« Dis au frère qui écrit quand tu parles de travailler à se faire petit. Il est aimé du Dieu tout-puissant. Dis-lui d’aimer le Dieu tout-puissant. »

Celui qui console les misérables m’a consolée bien des fois. Qu’à lui soit honneur et gloire dans les siècles des siècles. Amen.

CINQUANTE ET UNIÈME CHAPITRE
LA MENACE

Un jour j’étais en oraison dans ma cellule, et j’entendis ces paroles :

« Ceux qui ont le Seigneur Dieu pour illuminateur voient leur voie particulière dans la lumière intérieure et spirituelle. Mais quelques-uns d’entre eux ferment les oreilles de peur d’entendre, et les yeux de peur de voir. Ne voulant pas écouter la parole de Celui qui parle dans l’âme, quoiqu’ils sentent de ce côté-là la saveur divine, ils se détournent, malgré la voix intime, et suivent la voie commune. Ceux-ci seront maudits par le Dieu tout-puissant. »

J’entendis cette parole, non pas une fois mais mille fois. Mais, saisie d’une tentation violente, je pris cet enseignement pour une illusion. « Comment, disais-je, voici une âme que Dieu éclaire de sa lumière, qu’il comble de ses dons, et parce qu’elle suit une route ordinaire, il la maudit ». Cette parole me parut trop terrible. Je refusai avec horreur d’écouter seulement la voix qui parlait.

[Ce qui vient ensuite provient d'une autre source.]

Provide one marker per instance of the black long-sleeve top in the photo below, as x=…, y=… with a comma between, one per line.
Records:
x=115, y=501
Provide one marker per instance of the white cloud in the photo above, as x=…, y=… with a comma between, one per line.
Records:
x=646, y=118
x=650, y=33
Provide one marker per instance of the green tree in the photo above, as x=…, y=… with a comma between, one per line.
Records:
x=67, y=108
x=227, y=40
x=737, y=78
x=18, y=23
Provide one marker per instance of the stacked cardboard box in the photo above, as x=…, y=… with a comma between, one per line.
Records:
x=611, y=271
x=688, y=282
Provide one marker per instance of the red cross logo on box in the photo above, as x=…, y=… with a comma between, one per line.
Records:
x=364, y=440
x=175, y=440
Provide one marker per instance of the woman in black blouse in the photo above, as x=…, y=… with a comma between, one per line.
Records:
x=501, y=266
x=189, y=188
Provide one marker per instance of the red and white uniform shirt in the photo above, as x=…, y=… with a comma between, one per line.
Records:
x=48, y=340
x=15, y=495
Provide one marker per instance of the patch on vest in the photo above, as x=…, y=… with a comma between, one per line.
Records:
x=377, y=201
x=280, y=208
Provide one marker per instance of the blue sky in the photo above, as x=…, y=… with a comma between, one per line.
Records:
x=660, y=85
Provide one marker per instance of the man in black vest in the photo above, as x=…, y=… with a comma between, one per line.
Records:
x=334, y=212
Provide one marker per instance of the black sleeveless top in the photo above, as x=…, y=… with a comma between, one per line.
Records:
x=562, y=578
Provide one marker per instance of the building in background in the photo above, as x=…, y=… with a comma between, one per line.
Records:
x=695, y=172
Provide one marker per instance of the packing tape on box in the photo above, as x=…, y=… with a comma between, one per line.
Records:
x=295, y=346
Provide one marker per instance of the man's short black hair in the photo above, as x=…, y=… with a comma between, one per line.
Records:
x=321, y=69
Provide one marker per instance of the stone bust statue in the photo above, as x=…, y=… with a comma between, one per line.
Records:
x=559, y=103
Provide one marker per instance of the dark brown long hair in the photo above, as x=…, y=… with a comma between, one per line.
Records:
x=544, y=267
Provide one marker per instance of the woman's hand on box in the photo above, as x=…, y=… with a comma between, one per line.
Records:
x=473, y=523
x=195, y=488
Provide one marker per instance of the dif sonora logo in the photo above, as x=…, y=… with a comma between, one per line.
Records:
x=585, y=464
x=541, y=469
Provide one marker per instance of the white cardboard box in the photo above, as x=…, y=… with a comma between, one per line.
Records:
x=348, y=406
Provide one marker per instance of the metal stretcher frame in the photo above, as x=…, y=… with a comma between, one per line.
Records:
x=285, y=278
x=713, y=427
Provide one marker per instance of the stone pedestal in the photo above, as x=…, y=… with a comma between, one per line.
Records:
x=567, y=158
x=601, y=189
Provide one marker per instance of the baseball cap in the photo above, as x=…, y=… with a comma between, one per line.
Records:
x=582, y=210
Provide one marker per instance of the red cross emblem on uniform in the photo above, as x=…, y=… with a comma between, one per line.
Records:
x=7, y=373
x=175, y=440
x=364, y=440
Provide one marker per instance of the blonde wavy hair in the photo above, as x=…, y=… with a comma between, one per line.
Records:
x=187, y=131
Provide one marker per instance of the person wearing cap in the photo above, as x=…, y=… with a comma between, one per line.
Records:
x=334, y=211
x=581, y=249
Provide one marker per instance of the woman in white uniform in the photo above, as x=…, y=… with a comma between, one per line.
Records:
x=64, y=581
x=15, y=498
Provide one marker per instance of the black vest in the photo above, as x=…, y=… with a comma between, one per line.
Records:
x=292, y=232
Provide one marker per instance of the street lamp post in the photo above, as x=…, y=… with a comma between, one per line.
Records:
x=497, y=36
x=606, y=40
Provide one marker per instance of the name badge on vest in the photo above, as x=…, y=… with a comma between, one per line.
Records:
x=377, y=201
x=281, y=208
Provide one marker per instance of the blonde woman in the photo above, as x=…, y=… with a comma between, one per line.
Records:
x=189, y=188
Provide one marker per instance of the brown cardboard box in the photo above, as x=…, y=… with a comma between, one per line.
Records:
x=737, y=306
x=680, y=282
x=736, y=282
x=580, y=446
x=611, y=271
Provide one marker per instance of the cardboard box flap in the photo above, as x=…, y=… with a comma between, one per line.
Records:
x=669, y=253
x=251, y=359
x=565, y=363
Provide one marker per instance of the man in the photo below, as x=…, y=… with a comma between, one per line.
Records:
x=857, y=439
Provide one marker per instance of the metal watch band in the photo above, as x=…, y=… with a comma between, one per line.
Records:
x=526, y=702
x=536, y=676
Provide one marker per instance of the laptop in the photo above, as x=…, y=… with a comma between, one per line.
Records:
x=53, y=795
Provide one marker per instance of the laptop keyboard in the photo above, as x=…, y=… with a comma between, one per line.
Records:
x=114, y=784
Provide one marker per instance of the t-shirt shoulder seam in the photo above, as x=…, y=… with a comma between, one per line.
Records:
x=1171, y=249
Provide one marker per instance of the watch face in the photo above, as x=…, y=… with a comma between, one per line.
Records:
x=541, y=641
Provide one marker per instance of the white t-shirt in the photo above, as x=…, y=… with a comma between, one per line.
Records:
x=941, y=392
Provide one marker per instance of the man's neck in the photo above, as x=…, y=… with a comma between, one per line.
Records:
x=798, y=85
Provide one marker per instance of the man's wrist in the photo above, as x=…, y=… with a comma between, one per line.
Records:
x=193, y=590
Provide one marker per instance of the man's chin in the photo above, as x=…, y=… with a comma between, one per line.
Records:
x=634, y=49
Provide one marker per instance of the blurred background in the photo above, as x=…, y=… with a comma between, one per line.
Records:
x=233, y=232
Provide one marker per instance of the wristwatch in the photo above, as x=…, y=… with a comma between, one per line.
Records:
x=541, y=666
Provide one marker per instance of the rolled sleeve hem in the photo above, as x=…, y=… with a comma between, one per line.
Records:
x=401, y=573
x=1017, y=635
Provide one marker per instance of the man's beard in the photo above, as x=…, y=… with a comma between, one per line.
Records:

Alors, par complaisance pour ma faiblesse, un exemple grossier me fut offert, et je reçus plusieurs fois l’ordre absolu de faire écrire et de ne pas passer sous silence. Voici cette parabole.

« Un père voulait faire de son fils un savant. Le père n’épargne rien, il fait d’énormes dépenses. Il fournit magnifiquement au fils de son amour tout ce qui est nécessaire à la grande figure qu’il doit faire dans le monde. Quand certaines études sont terminées sous la direction d’un premier maître, le père fait transporter le bien-aimé dans une autre demeure, où un autre maître plus élevé lui donne de plus sublimes enseignements. Mais si le disciple ingrat, négligeant la haute science, s’en va travailler dans la boutique d’un artisan, et oublie chez un mercenaire ce qu’il tenait de la sagesse de son maître et de la magnificence de son père, celui-ci s’abîmera dans une douleur et dans une indignation proportionnées à la grandeur et à la profondeur de son amour trahi. »

Le fils, c’est l’âme qui, éclairée d’abord par la prédication et par l’Ecriture, est admise dans le sanctuaire où retentit la parole de Dieu ; il voit dans la lumière spirituelle comment il doit suivre la voie du Christ. Il est touché intérieurement. Dieu, qui l’a d’abord confié aux hommes et aux livres, intervient directement et lui montre la lumière que lui seul peut montrer. Il donne la haute science, afin que celui qui aura vu sa route si magnifiquement devienne la lumière des autres hommes. Mais si ce bien-aimé néglige le don de Dieu, s’il s’encroûte, s’il s’épaissit, s’il repousse cette lumière qui est la sienne, et la science de Dieu et son inspiration, Dieu lui soustrait la lumière et lui donne sa malédiction.

Je reçus l’ordre d’écrire ces paroles et de les montrer au frère qui me confessait, parce qu’elles le regardent personnellement.